Zentraler Ort für Entscheidungen der Wohnungseigentümer ist die Eigentümerversammlung, die in der Regel in der ersten Jahreshälfte anberaumt wird. Die Einberufung von Eigentümerversammlung ist derzeit allerdings selbst in sehr kleinen Eigentümergemeinschaften aufgrund ordnungsbehördlicher Ansammlungsverbote nicht mehr zulässig. „Virtuelle“ Eigentümerversammlungen, die technisch als Video- oder Telefonkonferenz durchgeführt werden können, sind im WEG nicht vorgesehen. Als Alternative bleibt die schriftliche Beschlussfassung gemäß § 23 Abs. 3 WEG, die aber Allstimmigkeit voraussetzt.

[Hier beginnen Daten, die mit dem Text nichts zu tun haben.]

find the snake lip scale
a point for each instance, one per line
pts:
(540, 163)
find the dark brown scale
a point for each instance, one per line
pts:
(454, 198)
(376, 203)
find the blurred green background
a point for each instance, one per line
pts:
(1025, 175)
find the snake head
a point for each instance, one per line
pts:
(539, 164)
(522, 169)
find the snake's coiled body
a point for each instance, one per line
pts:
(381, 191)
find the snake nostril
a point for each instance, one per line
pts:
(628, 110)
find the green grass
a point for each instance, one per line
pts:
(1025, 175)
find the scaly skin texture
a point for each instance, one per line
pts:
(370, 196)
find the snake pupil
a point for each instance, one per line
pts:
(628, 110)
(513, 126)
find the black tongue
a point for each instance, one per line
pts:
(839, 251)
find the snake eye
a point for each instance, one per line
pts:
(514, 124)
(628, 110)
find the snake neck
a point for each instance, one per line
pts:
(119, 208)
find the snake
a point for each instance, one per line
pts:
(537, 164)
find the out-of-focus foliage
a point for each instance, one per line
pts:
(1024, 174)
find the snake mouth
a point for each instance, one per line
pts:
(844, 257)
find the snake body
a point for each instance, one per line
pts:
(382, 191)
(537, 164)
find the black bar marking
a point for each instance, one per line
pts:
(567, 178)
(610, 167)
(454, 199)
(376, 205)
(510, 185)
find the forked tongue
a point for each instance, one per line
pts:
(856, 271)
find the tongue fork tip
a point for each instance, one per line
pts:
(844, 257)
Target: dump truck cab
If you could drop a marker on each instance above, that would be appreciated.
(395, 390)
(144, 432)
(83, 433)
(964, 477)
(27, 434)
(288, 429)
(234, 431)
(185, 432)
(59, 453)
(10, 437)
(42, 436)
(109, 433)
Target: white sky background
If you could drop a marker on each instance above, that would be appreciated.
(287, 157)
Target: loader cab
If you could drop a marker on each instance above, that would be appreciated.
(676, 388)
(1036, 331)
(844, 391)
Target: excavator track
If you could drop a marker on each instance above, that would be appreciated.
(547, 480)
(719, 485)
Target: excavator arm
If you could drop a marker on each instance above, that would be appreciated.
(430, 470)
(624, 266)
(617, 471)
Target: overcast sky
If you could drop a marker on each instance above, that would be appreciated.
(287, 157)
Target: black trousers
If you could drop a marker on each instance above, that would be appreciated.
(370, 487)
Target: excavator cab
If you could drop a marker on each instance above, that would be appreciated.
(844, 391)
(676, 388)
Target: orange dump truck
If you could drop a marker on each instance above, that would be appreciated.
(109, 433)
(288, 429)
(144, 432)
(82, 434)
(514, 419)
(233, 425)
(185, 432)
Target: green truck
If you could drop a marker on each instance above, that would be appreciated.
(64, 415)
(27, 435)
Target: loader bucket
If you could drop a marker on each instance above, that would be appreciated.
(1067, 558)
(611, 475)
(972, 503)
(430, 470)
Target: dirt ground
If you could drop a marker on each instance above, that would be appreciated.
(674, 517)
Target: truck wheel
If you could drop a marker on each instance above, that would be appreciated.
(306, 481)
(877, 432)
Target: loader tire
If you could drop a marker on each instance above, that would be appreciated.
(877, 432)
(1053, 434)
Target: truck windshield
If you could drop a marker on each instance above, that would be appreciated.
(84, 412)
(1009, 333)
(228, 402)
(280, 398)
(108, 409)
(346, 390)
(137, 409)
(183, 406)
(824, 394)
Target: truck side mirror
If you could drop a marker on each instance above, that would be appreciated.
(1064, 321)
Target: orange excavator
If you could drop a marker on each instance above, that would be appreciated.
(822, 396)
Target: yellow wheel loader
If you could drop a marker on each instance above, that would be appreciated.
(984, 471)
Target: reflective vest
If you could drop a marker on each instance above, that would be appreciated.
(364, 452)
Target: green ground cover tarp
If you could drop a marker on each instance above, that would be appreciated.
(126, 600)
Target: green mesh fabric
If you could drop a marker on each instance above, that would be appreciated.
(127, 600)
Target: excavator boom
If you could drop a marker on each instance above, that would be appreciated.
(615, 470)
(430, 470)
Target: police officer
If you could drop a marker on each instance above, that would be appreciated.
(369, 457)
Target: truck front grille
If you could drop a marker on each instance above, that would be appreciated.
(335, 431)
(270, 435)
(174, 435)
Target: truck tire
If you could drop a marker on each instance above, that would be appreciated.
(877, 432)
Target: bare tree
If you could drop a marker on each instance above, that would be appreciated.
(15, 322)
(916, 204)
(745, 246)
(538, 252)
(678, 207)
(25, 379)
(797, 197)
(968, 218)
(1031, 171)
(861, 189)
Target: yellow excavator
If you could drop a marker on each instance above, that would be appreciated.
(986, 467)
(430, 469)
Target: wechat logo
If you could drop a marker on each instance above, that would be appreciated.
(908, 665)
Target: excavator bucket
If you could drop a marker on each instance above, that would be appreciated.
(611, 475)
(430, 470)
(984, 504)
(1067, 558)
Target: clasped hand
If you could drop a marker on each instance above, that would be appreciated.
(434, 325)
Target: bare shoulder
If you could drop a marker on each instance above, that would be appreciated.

Eine Eigentümerversammlung, bei der allein der Verwalter als Versammlungsleiter und zugleich als bevollmächtigter Vertreter von so vielen Wohnungseigentümern anwesend ist, so dass die Hälfte der Miteigentumsanteile, berechnet nach der im Grundbuch eingetragenen Größe dieser Anteile vertreten ist (§ 25 Abs. 3 WEG), erscheint vor dem Hintergrund der unentziehbaren Mitwirkungsrechte der einzelnen Wohnungseigentümer regelmäßig nicht als empfehlenswert, wo Wohnungseigentümer an der Versammlung teilnehmen möchten, aber aufgrund der öffentlich-rechtlichen Verbote nicht teilnehmen dürfen; dafür spricht auch, dass eine Durchführung von Versammlungen ohne physische Präsenz anders als bei Genossenschaften im Gesetz über Maßnahmen im Gesellschafts-, Genossenschafts-, Vereins-, Stiftungs- und Wohnungseigentumsrecht zur Bekämpfung der Auswirkungen der COVID-19-Pandemie nicht vorgesehen worden ist.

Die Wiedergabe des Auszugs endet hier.